Of course, if you write the LSTM code yourself or you are able to edit the library codes, you can weight the gates. The LSTM uses 4 gates which are modeled by tanh and some sigmoid functions. You can fool around these operators, may be waste some time replacing them with softmax, argmax softmax, weighted sigmoid, hyperbolic tanh, softplus, gaussian and other similar functions.
A weighted sigmoid and tanh function can influence the behaviour of the gates. Hence instead of σ(W*[x, h] ) and tanh(W*[r,h,x]), you could have α*σ(W*[x, h] ) and β*tanh(W*[r,h,x]), where α, β, etc., are control parameters. The gates squash some nonlinearity and controls the amount of data that flows through them (input gate), or controls when to update a state (update gate), when to forget a state (forget gate) and amount of data allowed through the output (output gate).
The weight control parameters for the gate functions can be selected from a hyperparameter search that suits your desire.
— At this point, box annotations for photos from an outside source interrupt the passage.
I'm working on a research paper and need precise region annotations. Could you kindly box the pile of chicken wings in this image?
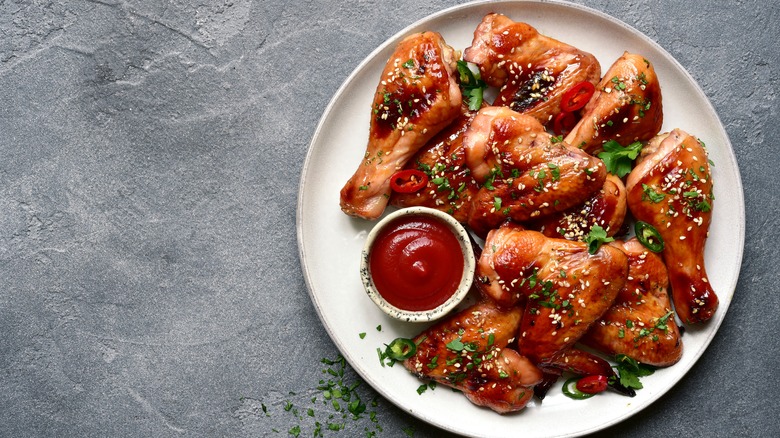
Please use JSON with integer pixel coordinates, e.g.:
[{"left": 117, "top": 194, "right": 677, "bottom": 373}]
[{"left": 340, "top": 14, "right": 718, "bottom": 413}]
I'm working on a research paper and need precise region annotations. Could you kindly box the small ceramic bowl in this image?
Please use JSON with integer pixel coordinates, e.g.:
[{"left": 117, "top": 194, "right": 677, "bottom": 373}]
[{"left": 360, "top": 207, "right": 476, "bottom": 322}]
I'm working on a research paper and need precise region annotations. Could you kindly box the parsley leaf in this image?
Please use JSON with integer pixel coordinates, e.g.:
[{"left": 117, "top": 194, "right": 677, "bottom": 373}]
[
  {"left": 585, "top": 225, "right": 615, "bottom": 254},
  {"left": 458, "top": 60, "right": 487, "bottom": 111},
  {"left": 599, "top": 140, "right": 642, "bottom": 178},
  {"left": 642, "top": 184, "right": 666, "bottom": 204},
  {"left": 615, "top": 354, "right": 655, "bottom": 389},
  {"left": 446, "top": 338, "right": 464, "bottom": 351}
]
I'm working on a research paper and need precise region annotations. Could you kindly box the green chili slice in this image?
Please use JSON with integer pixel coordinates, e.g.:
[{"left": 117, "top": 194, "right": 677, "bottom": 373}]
[
  {"left": 563, "top": 377, "right": 596, "bottom": 400},
  {"left": 385, "top": 338, "right": 417, "bottom": 361},
  {"left": 634, "top": 221, "right": 664, "bottom": 252}
]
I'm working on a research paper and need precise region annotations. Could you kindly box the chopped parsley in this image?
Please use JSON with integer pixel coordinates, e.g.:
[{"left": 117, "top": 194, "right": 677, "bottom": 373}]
[
  {"left": 585, "top": 225, "right": 615, "bottom": 254},
  {"left": 610, "top": 354, "right": 655, "bottom": 389},
  {"left": 642, "top": 184, "right": 666, "bottom": 204},
  {"left": 458, "top": 60, "right": 487, "bottom": 111},
  {"left": 599, "top": 140, "right": 642, "bottom": 178}
]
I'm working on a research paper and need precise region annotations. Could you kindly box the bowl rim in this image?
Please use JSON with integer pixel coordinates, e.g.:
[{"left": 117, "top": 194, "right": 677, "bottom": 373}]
[{"left": 360, "top": 206, "right": 477, "bottom": 322}]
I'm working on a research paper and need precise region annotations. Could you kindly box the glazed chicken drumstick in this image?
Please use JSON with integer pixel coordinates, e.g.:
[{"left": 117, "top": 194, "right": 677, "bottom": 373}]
[
  {"left": 404, "top": 302, "right": 542, "bottom": 414},
  {"left": 582, "top": 238, "right": 683, "bottom": 367},
  {"left": 565, "top": 52, "right": 663, "bottom": 154},
  {"left": 463, "top": 107, "right": 607, "bottom": 236},
  {"left": 463, "top": 14, "right": 601, "bottom": 125},
  {"left": 476, "top": 224, "right": 633, "bottom": 396},
  {"left": 626, "top": 129, "right": 718, "bottom": 324},
  {"left": 341, "top": 32, "right": 462, "bottom": 219}
]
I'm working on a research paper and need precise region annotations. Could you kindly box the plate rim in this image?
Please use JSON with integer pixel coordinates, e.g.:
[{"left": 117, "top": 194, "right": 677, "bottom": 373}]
[{"left": 296, "top": 0, "right": 746, "bottom": 436}]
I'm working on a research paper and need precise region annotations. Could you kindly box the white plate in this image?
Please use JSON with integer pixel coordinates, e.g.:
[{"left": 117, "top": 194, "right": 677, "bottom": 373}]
[{"left": 297, "top": 1, "right": 745, "bottom": 437}]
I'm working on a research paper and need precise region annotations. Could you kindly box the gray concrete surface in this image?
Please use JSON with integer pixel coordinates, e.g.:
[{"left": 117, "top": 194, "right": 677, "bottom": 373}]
[{"left": 0, "top": 0, "right": 780, "bottom": 437}]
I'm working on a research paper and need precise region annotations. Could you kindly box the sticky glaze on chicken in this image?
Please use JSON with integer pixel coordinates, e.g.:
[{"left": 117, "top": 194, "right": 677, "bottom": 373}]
[
  {"left": 390, "top": 105, "right": 479, "bottom": 223},
  {"left": 463, "top": 13, "right": 601, "bottom": 124},
  {"left": 565, "top": 52, "right": 663, "bottom": 154},
  {"left": 476, "top": 224, "right": 631, "bottom": 396},
  {"left": 341, "top": 32, "right": 461, "bottom": 219},
  {"left": 626, "top": 129, "right": 718, "bottom": 324},
  {"left": 404, "top": 302, "right": 542, "bottom": 414},
  {"left": 528, "top": 173, "right": 627, "bottom": 242},
  {"left": 463, "top": 107, "right": 606, "bottom": 236},
  {"left": 582, "top": 238, "right": 683, "bottom": 367}
]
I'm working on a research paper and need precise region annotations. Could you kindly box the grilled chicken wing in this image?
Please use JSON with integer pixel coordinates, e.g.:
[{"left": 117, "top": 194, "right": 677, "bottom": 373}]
[
  {"left": 404, "top": 302, "right": 542, "bottom": 413},
  {"left": 565, "top": 52, "right": 663, "bottom": 154},
  {"left": 528, "top": 173, "right": 627, "bottom": 242},
  {"left": 582, "top": 238, "right": 682, "bottom": 367},
  {"left": 463, "top": 107, "right": 606, "bottom": 237},
  {"left": 463, "top": 13, "right": 601, "bottom": 124},
  {"left": 390, "top": 105, "right": 479, "bottom": 223},
  {"left": 476, "top": 224, "right": 628, "bottom": 330},
  {"left": 626, "top": 129, "right": 718, "bottom": 324},
  {"left": 341, "top": 32, "right": 461, "bottom": 219}
]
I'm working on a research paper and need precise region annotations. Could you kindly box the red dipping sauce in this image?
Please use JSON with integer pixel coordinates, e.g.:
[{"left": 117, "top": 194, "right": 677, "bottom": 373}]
[{"left": 369, "top": 215, "right": 464, "bottom": 311}]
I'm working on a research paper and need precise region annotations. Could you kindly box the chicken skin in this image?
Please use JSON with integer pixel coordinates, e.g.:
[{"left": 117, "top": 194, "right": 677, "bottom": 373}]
[
  {"left": 390, "top": 105, "right": 479, "bottom": 223},
  {"left": 565, "top": 52, "right": 663, "bottom": 154},
  {"left": 582, "top": 238, "right": 683, "bottom": 367},
  {"left": 477, "top": 226, "right": 628, "bottom": 366},
  {"left": 626, "top": 129, "right": 718, "bottom": 324},
  {"left": 404, "top": 302, "right": 542, "bottom": 414},
  {"left": 463, "top": 107, "right": 606, "bottom": 237},
  {"left": 528, "top": 173, "right": 627, "bottom": 242},
  {"left": 463, "top": 13, "right": 601, "bottom": 124},
  {"left": 341, "top": 32, "right": 462, "bottom": 219}
]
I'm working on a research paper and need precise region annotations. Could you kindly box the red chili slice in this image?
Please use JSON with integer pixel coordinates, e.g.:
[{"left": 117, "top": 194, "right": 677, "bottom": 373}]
[
  {"left": 577, "top": 375, "right": 609, "bottom": 394},
  {"left": 553, "top": 112, "right": 577, "bottom": 135},
  {"left": 390, "top": 169, "right": 428, "bottom": 193},
  {"left": 561, "top": 81, "right": 596, "bottom": 112}
]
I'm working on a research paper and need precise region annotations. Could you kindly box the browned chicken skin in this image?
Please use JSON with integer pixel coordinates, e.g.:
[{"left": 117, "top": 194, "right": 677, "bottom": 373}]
[
  {"left": 463, "top": 14, "right": 601, "bottom": 124},
  {"left": 404, "top": 302, "right": 542, "bottom": 414},
  {"left": 565, "top": 52, "right": 663, "bottom": 154},
  {"left": 390, "top": 106, "right": 479, "bottom": 223},
  {"left": 341, "top": 32, "right": 461, "bottom": 219},
  {"left": 582, "top": 238, "right": 682, "bottom": 367},
  {"left": 463, "top": 107, "right": 606, "bottom": 236},
  {"left": 528, "top": 173, "right": 627, "bottom": 242},
  {"left": 626, "top": 129, "right": 718, "bottom": 324},
  {"left": 476, "top": 224, "right": 628, "bottom": 396}
]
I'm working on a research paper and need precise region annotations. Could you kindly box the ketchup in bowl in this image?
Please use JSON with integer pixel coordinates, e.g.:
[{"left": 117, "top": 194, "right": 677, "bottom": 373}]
[
  {"left": 362, "top": 207, "right": 475, "bottom": 321},
  {"left": 369, "top": 215, "right": 463, "bottom": 311}
]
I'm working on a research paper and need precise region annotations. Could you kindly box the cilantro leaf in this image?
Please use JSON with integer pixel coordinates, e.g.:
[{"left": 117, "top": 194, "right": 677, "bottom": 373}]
[
  {"left": 615, "top": 354, "right": 655, "bottom": 389},
  {"left": 599, "top": 140, "right": 642, "bottom": 178},
  {"left": 458, "top": 60, "right": 487, "bottom": 111},
  {"left": 585, "top": 225, "right": 615, "bottom": 254},
  {"left": 642, "top": 184, "right": 666, "bottom": 204},
  {"left": 446, "top": 338, "right": 465, "bottom": 351}
]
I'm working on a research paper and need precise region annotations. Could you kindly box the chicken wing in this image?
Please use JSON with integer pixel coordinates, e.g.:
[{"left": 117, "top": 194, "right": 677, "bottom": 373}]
[
  {"left": 341, "top": 32, "right": 461, "bottom": 219},
  {"left": 390, "top": 105, "right": 479, "bottom": 223},
  {"left": 404, "top": 302, "right": 542, "bottom": 414},
  {"left": 476, "top": 224, "right": 628, "bottom": 336},
  {"left": 463, "top": 13, "right": 601, "bottom": 124},
  {"left": 582, "top": 238, "right": 683, "bottom": 367},
  {"left": 565, "top": 52, "right": 663, "bottom": 154},
  {"left": 626, "top": 129, "right": 718, "bottom": 324},
  {"left": 463, "top": 107, "right": 606, "bottom": 237},
  {"left": 528, "top": 173, "right": 627, "bottom": 242}
]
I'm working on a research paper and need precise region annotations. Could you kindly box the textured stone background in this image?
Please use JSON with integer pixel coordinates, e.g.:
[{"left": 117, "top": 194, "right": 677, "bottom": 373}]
[{"left": 0, "top": 0, "right": 780, "bottom": 437}]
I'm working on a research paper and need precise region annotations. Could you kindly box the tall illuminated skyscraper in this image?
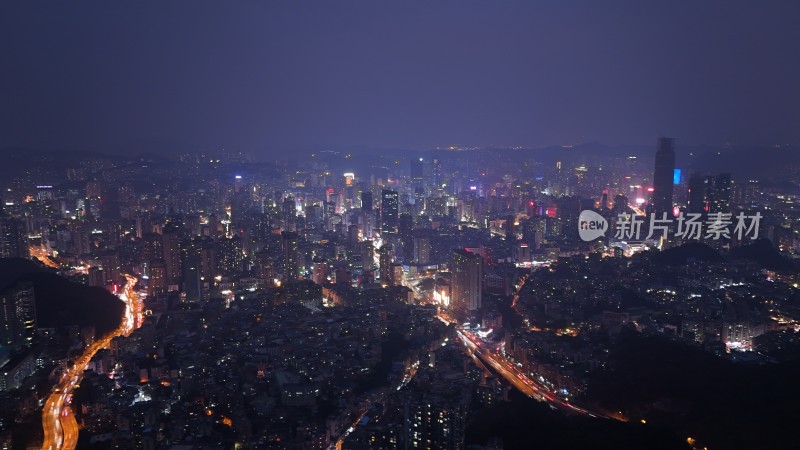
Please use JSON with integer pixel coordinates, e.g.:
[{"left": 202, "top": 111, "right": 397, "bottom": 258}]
[
  {"left": 450, "top": 249, "right": 483, "bottom": 312},
  {"left": 281, "top": 231, "right": 300, "bottom": 281},
  {"left": 652, "top": 138, "right": 675, "bottom": 217},
  {"left": 381, "top": 189, "right": 400, "bottom": 233}
]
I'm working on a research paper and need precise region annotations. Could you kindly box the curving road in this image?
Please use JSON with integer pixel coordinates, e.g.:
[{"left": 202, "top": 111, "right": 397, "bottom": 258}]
[
  {"left": 42, "top": 275, "right": 143, "bottom": 450},
  {"left": 457, "top": 329, "right": 607, "bottom": 418}
]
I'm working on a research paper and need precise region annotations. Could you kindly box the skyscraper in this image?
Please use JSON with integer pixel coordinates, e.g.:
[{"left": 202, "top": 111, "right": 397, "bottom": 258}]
[
  {"left": 432, "top": 157, "right": 442, "bottom": 188},
  {"left": 378, "top": 244, "right": 394, "bottom": 284},
  {"left": 281, "top": 194, "right": 297, "bottom": 231},
  {"left": 688, "top": 173, "right": 706, "bottom": 214},
  {"left": 361, "top": 191, "right": 372, "bottom": 212},
  {"left": 450, "top": 249, "right": 483, "bottom": 313},
  {"left": 652, "top": 138, "right": 675, "bottom": 217},
  {"left": 0, "top": 209, "right": 30, "bottom": 258},
  {"left": 281, "top": 231, "right": 300, "bottom": 281},
  {"left": 709, "top": 173, "right": 733, "bottom": 212},
  {"left": 161, "top": 225, "right": 181, "bottom": 289},
  {"left": 381, "top": 189, "right": 400, "bottom": 233},
  {"left": 410, "top": 158, "right": 424, "bottom": 184},
  {"left": 0, "top": 282, "right": 36, "bottom": 347},
  {"left": 414, "top": 230, "right": 431, "bottom": 264}
]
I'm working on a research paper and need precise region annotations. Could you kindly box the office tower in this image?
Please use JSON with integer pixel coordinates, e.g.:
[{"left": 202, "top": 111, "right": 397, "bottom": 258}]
[
  {"left": 0, "top": 282, "right": 36, "bottom": 347},
  {"left": 709, "top": 173, "right": 733, "bottom": 213},
  {"left": 687, "top": 173, "right": 707, "bottom": 214},
  {"left": 450, "top": 249, "right": 483, "bottom": 313},
  {"left": 414, "top": 230, "right": 431, "bottom": 264},
  {"left": 404, "top": 392, "right": 468, "bottom": 450},
  {"left": 652, "top": 138, "right": 675, "bottom": 217},
  {"left": 395, "top": 213, "right": 414, "bottom": 261},
  {"left": 256, "top": 251, "right": 275, "bottom": 284},
  {"left": 311, "top": 256, "right": 328, "bottom": 285},
  {"left": 281, "top": 231, "right": 300, "bottom": 281},
  {"left": 732, "top": 180, "right": 761, "bottom": 208},
  {"left": 161, "top": 225, "right": 181, "bottom": 289},
  {"left": 410, "top": 158, "right": 424, "bottom": 184},
  {"left": 378, "top": 244, "right": 394, "bottom": 284},
  {"left": 217, "top": 234, "right": 244, "bottom": 277},
  {"left": 347, "top": 225, "right": 361, "bottom": 248},
  {"left": 359, "top": 241, "right": 375, "bottom": 272},
  {"left": 281, "top": 194, "right": 297, "bottom": 231},
  {"left": 183, "top": 256, "right": 203, "bottom": 301},
  {"left": 381, "top": 189, "right": 400, "bottom": 233},
  {"left": 0, "top": 211, "right": 30, "bottom": 258},
  {"left": 433, "top": 157, "right": 444, "bottom": 188},
  {"left": 361, "top": 191, "right": 372, "bottom": 213},
  {"left": 147, "top": 259, "right": 167, "bottom": 297}
]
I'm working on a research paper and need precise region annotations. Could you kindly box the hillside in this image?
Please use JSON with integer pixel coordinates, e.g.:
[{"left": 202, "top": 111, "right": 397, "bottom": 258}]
[{"left": 0, "top": 258, "right": 125, "bottom": 335}]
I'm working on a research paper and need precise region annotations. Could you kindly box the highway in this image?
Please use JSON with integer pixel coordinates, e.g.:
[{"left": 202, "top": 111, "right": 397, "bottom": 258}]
[
  {"left": 457, "top": 329, "right": 606, "bottom": 418},
  {"left": 42, "top": 275, "right": 143, "bottom": 450}
]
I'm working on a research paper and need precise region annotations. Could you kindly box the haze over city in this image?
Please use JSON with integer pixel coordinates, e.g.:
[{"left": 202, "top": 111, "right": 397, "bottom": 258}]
[{"left": 0, "top": 0, "right": 800, "bottom": 157}]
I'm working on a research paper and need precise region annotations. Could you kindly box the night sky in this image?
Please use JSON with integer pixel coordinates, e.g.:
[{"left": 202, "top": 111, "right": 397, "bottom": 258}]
[{"left": 0, "top": 0, "right": 800, "bottom": 156}]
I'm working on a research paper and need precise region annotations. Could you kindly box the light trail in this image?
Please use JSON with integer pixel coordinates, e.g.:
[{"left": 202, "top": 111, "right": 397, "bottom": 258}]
[
  {"left": 42, "top": 275, "right": 143, "bottom": 450},
  {"left": 457, "top": 330, "right": 607, "bottom": 418}
]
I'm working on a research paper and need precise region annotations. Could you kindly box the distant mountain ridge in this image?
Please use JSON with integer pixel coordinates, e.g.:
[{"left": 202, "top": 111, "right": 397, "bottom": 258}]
[{"left": 0, "top": 258, "right": 125, "bottom": 335}]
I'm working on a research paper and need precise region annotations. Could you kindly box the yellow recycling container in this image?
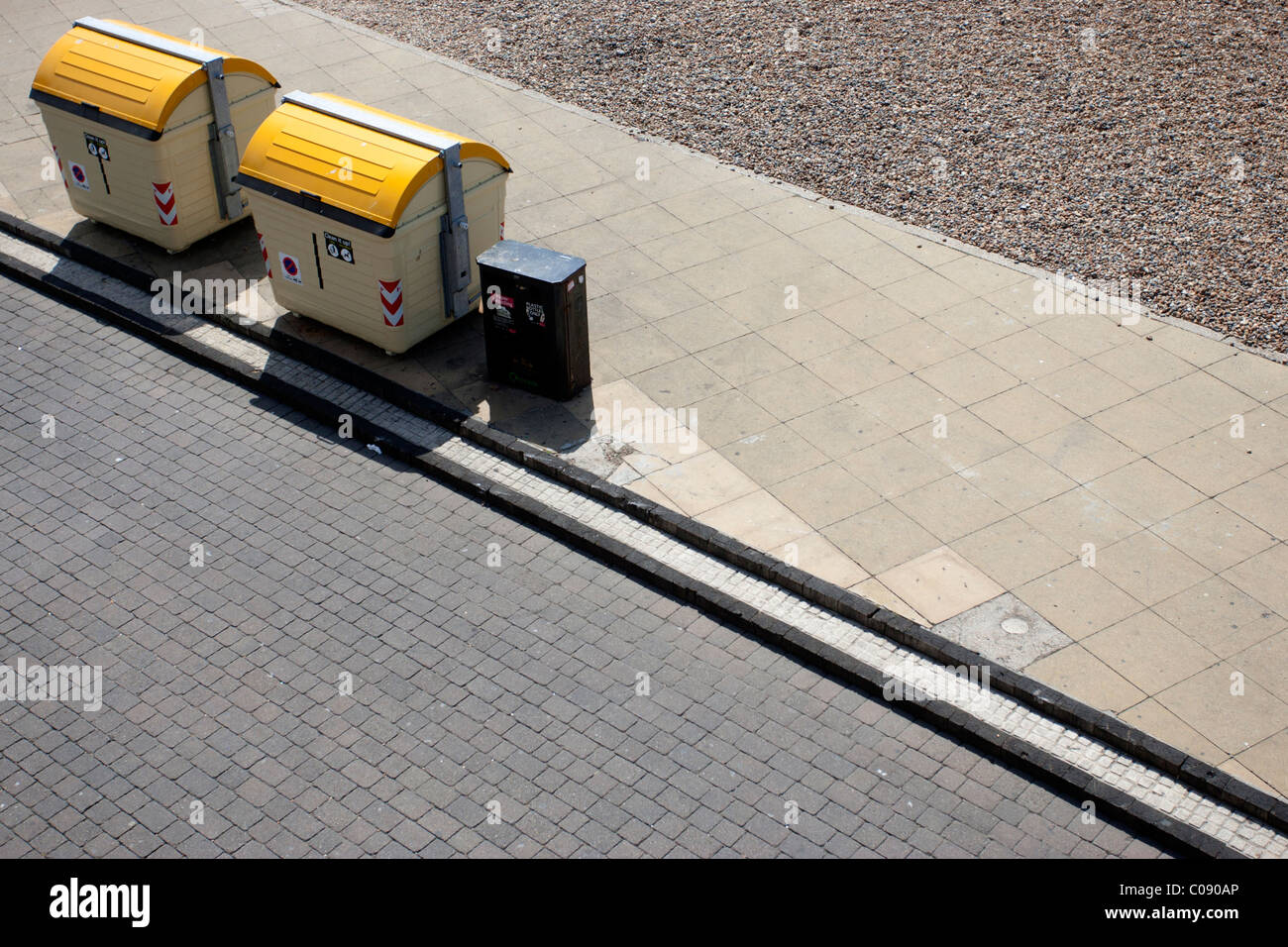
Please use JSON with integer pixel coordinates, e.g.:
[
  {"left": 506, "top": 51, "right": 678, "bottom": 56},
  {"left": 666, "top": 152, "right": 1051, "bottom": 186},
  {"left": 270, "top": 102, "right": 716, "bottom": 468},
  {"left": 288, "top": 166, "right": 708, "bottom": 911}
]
[
  {"left": 31, "top": 17, "right": 277, "bottom": 252},
  {"left": 236, "top": 91, "right": 510, "bottom": 355}
]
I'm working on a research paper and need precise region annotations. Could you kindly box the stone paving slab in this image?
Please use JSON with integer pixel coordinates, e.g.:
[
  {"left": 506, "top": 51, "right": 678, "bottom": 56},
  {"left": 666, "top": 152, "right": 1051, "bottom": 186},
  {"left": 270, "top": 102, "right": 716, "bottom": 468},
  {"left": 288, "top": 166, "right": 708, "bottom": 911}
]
[
  {"left": 0, "top": 279, "right": 1166, "bottom": 858},
  {"left": 0, "top": 0, "right": 1288, "bottom": 796}
]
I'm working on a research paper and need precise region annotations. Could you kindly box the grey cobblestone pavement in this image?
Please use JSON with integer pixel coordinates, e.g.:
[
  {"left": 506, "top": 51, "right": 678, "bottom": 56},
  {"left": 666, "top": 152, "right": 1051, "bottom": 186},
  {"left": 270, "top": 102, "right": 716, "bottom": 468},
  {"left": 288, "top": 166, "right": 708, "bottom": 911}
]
[{"left": 0, "top": 281, "right": 1160, "bottom": 857}]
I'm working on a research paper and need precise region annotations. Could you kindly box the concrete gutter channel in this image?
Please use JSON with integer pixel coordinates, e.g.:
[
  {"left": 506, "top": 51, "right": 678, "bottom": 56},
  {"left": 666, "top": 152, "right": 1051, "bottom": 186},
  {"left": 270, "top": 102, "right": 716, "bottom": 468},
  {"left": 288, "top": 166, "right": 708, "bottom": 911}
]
[{"left": 0, "top": 219, "right": 1288, "bottom": 857}]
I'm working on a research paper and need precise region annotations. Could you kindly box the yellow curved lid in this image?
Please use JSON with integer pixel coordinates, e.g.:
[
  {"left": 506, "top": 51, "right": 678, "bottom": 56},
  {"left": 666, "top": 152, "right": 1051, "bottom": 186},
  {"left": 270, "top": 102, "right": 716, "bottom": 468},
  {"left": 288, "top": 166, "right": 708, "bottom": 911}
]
[
  {"left": 241, "top": 93, "right": 510, "bottom": 227},
  {"left": 31, "top": 20, "right": 277, "bottom": 132}
]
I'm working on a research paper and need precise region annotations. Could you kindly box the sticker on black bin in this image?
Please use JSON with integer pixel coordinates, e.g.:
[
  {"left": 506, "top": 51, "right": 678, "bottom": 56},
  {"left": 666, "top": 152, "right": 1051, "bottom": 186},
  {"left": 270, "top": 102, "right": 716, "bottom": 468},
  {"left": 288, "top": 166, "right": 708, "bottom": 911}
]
[{"left": 322, "top": 231, "right": 353, "bottom": 263}]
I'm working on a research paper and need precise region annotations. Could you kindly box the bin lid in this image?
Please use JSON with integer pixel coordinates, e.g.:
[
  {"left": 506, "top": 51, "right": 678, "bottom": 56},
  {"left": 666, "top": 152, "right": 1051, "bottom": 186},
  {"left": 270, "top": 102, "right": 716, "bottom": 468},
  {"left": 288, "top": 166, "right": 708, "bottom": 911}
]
[
  {"left": 477, "top": 240, "right": 587, "bottom": 283},
  {"left": 237, "top": 91, "right": 510, "bottom": 237},
  {"left": 31, "top": 17, "right": 277, "bottom": 139}
]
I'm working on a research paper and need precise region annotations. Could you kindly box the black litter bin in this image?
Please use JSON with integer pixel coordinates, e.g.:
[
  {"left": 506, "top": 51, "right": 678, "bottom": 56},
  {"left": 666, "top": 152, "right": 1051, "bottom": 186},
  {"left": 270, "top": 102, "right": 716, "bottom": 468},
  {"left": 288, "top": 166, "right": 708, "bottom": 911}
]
[{"left": 478, "top": 240, "right": 590, "bottom": 401}]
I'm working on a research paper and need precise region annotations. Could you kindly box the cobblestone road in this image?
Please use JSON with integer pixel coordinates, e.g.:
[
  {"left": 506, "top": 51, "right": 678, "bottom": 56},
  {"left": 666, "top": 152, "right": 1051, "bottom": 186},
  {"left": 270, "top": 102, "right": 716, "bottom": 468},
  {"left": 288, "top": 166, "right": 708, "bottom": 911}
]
[{"left": 0, "top": 279, "right": 1174, "bottom": 857}]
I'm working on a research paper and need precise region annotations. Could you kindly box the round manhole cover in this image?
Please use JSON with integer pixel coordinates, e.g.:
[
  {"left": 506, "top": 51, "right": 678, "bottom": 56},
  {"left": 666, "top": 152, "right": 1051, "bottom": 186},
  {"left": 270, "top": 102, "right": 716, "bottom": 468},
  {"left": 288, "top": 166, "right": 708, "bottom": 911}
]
[{"left": 1002, "top": 616, "right": 1029, "bottom": 635}]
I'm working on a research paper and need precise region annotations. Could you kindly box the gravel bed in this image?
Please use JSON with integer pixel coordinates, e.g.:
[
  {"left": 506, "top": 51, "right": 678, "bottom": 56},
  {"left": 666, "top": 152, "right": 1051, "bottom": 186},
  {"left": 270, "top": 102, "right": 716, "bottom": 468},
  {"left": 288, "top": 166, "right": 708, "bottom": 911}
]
[{"left": 296, "top": 0, "right": 1288, "bottom": 352}]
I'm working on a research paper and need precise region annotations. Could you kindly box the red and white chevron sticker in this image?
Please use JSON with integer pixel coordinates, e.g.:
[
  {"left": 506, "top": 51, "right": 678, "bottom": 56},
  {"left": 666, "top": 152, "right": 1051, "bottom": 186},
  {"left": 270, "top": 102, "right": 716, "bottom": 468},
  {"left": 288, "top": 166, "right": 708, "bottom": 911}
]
[
  {"left": 152, "top": 180, "right": 179, "bottom": 227},
  {"left": 255, "top": 231, "right": 273, "bottom": 279},
  {"left": 378, "top": 279, "right": 402, "bottom": 326}
]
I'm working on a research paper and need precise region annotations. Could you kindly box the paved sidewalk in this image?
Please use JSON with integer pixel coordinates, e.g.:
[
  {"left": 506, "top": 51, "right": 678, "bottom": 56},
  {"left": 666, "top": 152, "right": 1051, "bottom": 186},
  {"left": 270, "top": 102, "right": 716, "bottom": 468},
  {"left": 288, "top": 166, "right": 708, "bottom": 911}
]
[
  {"left": 0, "top": 274, "right": 1179, "bottom": 857},
  {"left": 0, "top": 0, "right": 1288, "bottom": 795}
]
Remember, that constant weights will be easier to tune than learnable filters and will reduce the amount of trainable parameters especially for deeper models.
Another option could be to statistically model some probability scores that control the gates operation. This will somewhat mimic dropout operation in determining when a gate operation is allowed or skipped. Note that probability modelling is non-deterministic and stochastic, so depending on your problem.
Chinedu, many thanks for the detailed answer. I was thinking in the lines of tuning the weights or setting up a statistical model to control the gates, but then I am wondering why should I use LSTM in the first place, instead the newtork could be redesigned to offer more control. Do you have links to similar published works?
Dairi, I am trying to figure out if its possible to influence the gates using external input (e.g. in the case of real-time data feed so I can utilise external input that hasnt been seen during the training phase, new knowledge)...etc.
I am interested in modelling longitudinal data sensor input and also social network feed.